Memphis officials pass new bill decriminalizing the a half-ounce or less of marijuana.
A man rolls a joint during a demonstration demanding the approval of the use of marijuana for medicinal and recreational purposes in front of the Mexican Senate building in Mexico City, Sept. 28, 2016. PEDRO PARDO/AFP/Getty Image

Marijuana reform may not be on the ballot in Tennessee on Election Day, but the state is making strides in changing their cannabis laws nonetheless. On Tuesday, Memphis set a new ordinance in place to decriminalize pot in certain instances, becoming the second city in the state to lower possession penalties, according to reports. The new law will allow officers the option to issue fines or community service to people in possession of small amounts of marijuana.

In a 7-6 vote, city officials passed the new measure granting police the authority to issue citations to those in possession of a half-ounce or less of marijuana with $50 fines Violators could be ordered to serve 10 hours of community service instead. After the first violation, an additional 10 hours of community service per offense up to 40 hours will be mandated. However, police still have the option to charge offenders with a Class A misdemeanor, meaning people caught with weed can still be punished with up to a year in jail and a $2,500 fine.
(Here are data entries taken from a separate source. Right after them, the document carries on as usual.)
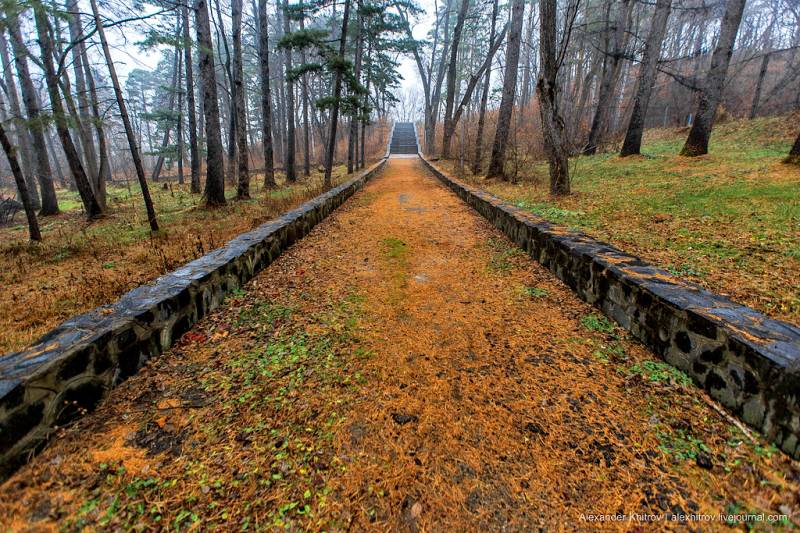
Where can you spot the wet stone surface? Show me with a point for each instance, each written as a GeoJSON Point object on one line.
{"type": "Point", "coordinates": [67, 372]}
{"type": "Point", "coordinates": [745, 360]}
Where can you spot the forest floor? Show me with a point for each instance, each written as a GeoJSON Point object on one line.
{"type": "Point", "coordinates": [729, 221]}
{"type": "Point", "coordinates": [81, 265]}
{"type": "Point", "coordinates": [403, 367]}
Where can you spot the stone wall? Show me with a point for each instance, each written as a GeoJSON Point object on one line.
{"type": "Point", "coordinates": [70, 369]}
{"type": "Point", "coordinates": [745, 360]}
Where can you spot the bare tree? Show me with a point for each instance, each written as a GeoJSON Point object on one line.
{"type": "Point", "coordinates": [266, 94]}
{"type": "Point", "coordinates": [555, 143]}
{"type": "Point", "coordinates": [509, 91]}
{"type": "Point", "coordinates": [22, 187]}
{"type": "Point", "coordinates": [31, 100]}
{"type": "Point", "coordinates": [291, 174]}
{"type": "Point", "coordinates": [215, 170]}
{"type": "Point", "coordinates": [611, 72]}
{"type": "Point", "coordinates": [449, 126]}
{"type": "Point", "coordinates": [91, 206]}
{"type": "Point", "coordinates": [126, 121]}
{"type": "Point", "coordinates": [194, 152]}
{"type": "Point", "coordinates": [478, 156]}
{"type": "Point", "coordinates": [794, 153]}
{"type": "Point", "coordinates": [647, 77]}
{"type": "Point", "coordinates": [243, 188]}
{"type": "Point", "coordinates": [337, 94]}
{"type": "Point", "coordinates": [700, 134]}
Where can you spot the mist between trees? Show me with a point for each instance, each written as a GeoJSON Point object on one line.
{"type": "Point", "coordinates": [263, 89]}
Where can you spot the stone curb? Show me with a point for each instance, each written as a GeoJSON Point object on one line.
{"type": "Point", "coordinates": [748, 362]}
{"type": "Point", "coordinates": [69, 370]}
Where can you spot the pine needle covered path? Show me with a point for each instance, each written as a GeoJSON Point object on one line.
{"type": "Point", "coordinates": [403, 367]}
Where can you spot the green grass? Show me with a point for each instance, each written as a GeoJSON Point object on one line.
{"type": "Point", "coordinates": [598, 323]}
{"type": "Point", "coordinates": [659, 372]}
{"type": "Point", "coordinates": [729, 220]}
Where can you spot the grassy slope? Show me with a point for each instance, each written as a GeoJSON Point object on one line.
{"type": "Point", "coordinates": [80, 266]}
{"type": "Point", "coordinates": [729, 221]}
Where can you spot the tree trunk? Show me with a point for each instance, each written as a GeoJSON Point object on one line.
{"type": "Point", "coordinates": [352, 144]}
{"type": "Point", "coordinates": [478, 156]}
{"type": "Point", "coordinates": [266, 94]}
{"type": "Point", "coordinates": [85, 134]}
{"type": "Point", "coordinates": [126, 121]}
{"type": "Point", "coordinates": [90, 204]}
{"type": "Point", "coordinates": [710, 95]}
{"type": "Point", "coordinates": [20, 131]}
{"type": "Point", "coordinates": [794, 153]}
{"type": "Point", "coordinates": [509, 88]}
{"type": "Point", "coordinates": [176, 65]}
{"type": "Point", "coordinates": [194, 152]}
{"type": "Point", "coordinates": [527, 77]}
{"type": "Point", "coordinates": [215, 170]}
{"type": "Point", "coordinates": [449, 126]}
{"type": "Point", "coordinates": [547, 90]}
{"type": "Point", "coordinates": [762, 73]}
{"type": "Point", "coordinates": [306, 124]}
{"type": "Point", "coordinates": [608, 83]}
{"type": "Point", "coordinates": [436, 86]}
{"type": "Point", "coordinates": [647, 77]}
{"type": "Point", "coordinates": [22, 187]}
{"type": "Point", "coordinates": [179, 127]}
{"type": "Point", "coordinates": [243, 189]}
{"type": "Point", "coordinates": [337, 94]}
{"type": "Point", "coordinates": [104, 170]}
{"type": "Point", "coordinates": [31, 100]}
{"type": "Point", "coordinates": [289, 161]}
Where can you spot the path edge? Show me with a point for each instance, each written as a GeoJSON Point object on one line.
{"type": "Point", "coordinates": [747, 361]}
{"type": "Point", "coordinates": [68, 371]}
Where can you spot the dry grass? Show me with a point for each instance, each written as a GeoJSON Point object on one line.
{"type": "Point", "coordinates": [403, 368]}
{"type": "Point", "coordinates": [729, 220]}
{"type": "Point", "coordinates": [79, 265]}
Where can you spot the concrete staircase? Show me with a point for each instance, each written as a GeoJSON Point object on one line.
{"type": "Point", "coordinates": [404, 139]}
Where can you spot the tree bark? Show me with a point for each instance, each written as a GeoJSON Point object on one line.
{"type": "Point", "coordinates": [194, 152]}
{"type": "Point", "coordinates": [527, 77]}
{"type": "Point", "coordinates": [126, 121]}
{"type": "Point", "coordinates": [337, 94]}
{"type": "Point", "coordinates": [478, 156]}
{"type": "Point", "coordinates": [91, 206]}
{"type": "Point", "coordinates": [243, 188]}
{"type": "Point", "coordinates": [449, 126]}
{"type": "Point", "coordinates": [215, 169]}
{"type": "Point", "coordinates": [647, 77]}
{"type": "Point", "coordinates": [762, 73]}
{"type": "Point", "coordinates": [104, 170]}
{"type": "Point", "coordinates": [306, 124]}
{"type": "Point", "coordinates": [179, 126]}
{"type": "Point", "coordinates": [30, 99]}
{"type": "Point", "coordinates": [794, 153]}
{"type": "Point", "coordinates": [547, 90]}
{"type": "Point", "coordinates": [608, 83]}
{"type": "Point", "coordinates": [289, 162]}
{"type": "Point", "coordinates": [711, 94]}
{"type": "Point", "coordinates": [85, 134]}
{"type": "Point", "coordinates": [22, 187]}
{"type": "Point", "coordinates": [170, 106]}
{"type": "Point", "coordinates": [266, 94]}
{"type": "Point", "coordinates": [20, 131]}
{"type": "Point", "coordinates": [352, 144]}
{"type": "Point", "coordinates": [509, 88]}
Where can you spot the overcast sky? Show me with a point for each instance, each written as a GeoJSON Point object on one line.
{"type": "Point", "coordinates": [128, 56]}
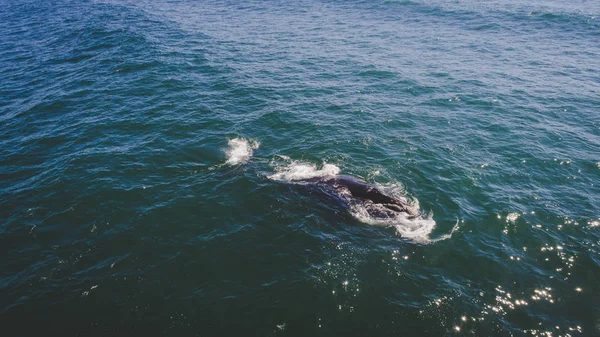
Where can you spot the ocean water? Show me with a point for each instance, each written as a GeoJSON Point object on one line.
{"type": "Point", "coordinates": [152, 154]}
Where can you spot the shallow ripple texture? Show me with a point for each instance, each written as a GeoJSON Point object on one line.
{"type": "Point", "coordinates": [121, 213]}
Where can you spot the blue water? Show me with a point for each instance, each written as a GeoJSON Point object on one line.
{"type": "Point", "coordinates": [151, 151]}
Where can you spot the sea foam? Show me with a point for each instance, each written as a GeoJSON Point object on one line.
{"type": "Point", "coordinates": [416, 229]}
{"type": "Point", "coordinates": [240, 150]}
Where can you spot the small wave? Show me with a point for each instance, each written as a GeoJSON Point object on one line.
{"type": "Point", "coordinates": [240, 150]}
{"type": "Point", "coordinates": [296, 171]}
{"type": "Point", "coordinates": [416, 229]}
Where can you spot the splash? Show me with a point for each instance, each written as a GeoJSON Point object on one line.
{"type": "Point", "coordinates": [240, 150]}
{"type": "Point", "coordinates": [297, 171]}
{"type": "Point", "coordinates": [416, 229]}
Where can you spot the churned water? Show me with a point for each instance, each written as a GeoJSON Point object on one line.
{"type": "Point", "coordinates": [152, 155]}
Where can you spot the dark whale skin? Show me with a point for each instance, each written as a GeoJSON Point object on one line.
{"type": "Point", "coordinates": [363, 190]}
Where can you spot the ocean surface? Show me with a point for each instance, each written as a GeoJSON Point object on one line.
{"type": "Point", "coordinates": [154, 158]}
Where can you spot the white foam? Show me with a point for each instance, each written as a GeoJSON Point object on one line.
{"type": "Point", "coordinates": [301, 171]}
{"type": "Point", "coordinates": [240, 150]}
{"type": "Point", "coordinates": [416, 229]}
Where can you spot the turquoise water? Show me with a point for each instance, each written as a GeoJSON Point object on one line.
{"type": "Point", "coordinates": [150, 153]}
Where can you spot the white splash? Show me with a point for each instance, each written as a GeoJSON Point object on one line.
{"type": "Point", "coordinates": [240, 150]}
{"type": "Point", "coordinates": [300, 171]}
{"type": "Point", "coordinates": [512, 217]}
{"type": "Point", "coordinates": [416, 229]}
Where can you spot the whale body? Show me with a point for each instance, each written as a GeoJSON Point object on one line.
{"type": "Point", "coordinates": [375, 202]}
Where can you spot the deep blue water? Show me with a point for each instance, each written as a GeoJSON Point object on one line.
{"type": "Point", "coordinates": [150, 151]}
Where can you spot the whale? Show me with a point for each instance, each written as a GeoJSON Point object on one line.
{"type": "Point", "coordinates": [355, 191]}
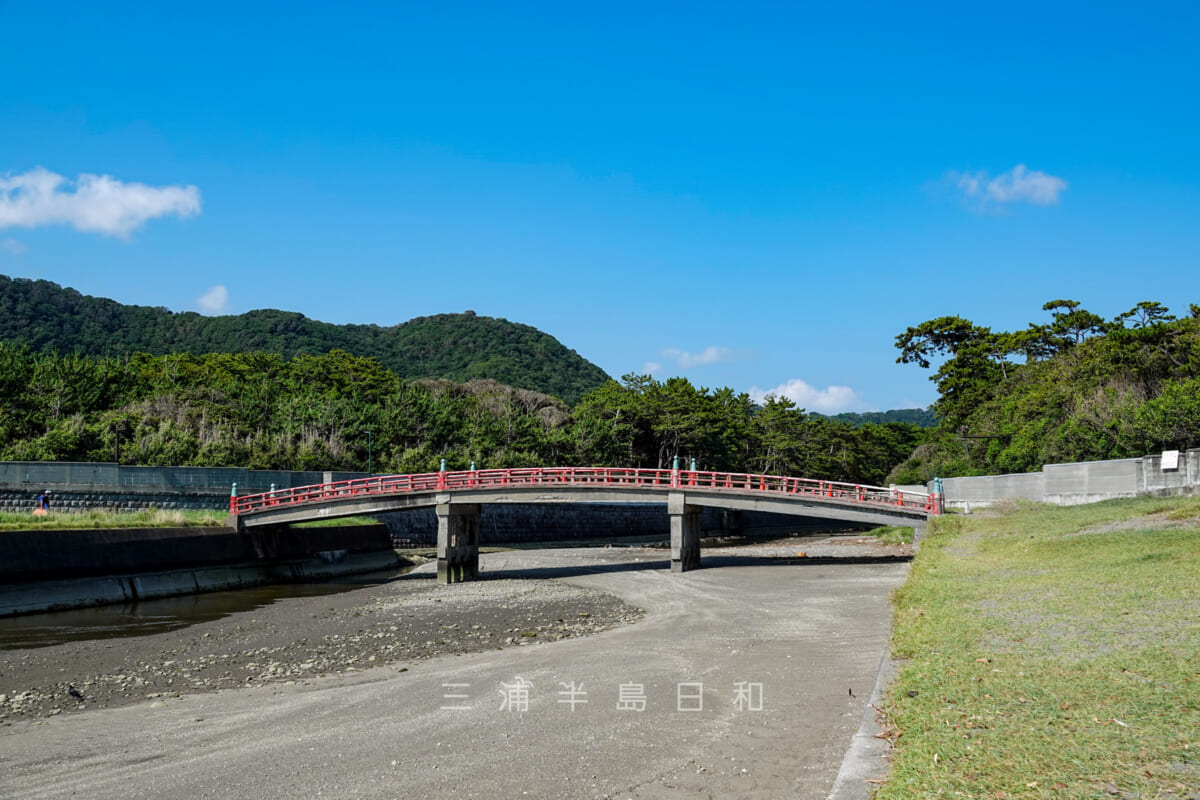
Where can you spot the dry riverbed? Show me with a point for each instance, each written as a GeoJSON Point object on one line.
{"type": "Point", "coordinates": [300, 638]}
Marijuana is still considered illegal in Tennessee, Memphis Mayor Jim Strickland said in a statement. But he noted the new ordinance would provide for less harsh punishments for non-violent offenders, which was the whole premise behind the City Council’s decision to implement the new measure.

John Marek, the president of the Memphis chapter of National Organization for the Reform of Marijuana Laws, told local media the new bill will positively impact the community and make better use of Memphis' resources now that officers won't have to spend as much time in court "over a substance that's safer than nutmeg."

Following the ordinance’s injunction, Chief Operations Officer Doug McGowen said officials will start to discuss what needs to happen to prep City Court for the extra caseloads that may come with police officers issuing smaller citations.

Memphis’ decriminalization ordinance comes almost a month after Nashville’s Metro Council approved a similar bill allowing police officers to issue $50 fines and community service to those found with a half-ounce or less of marijuana.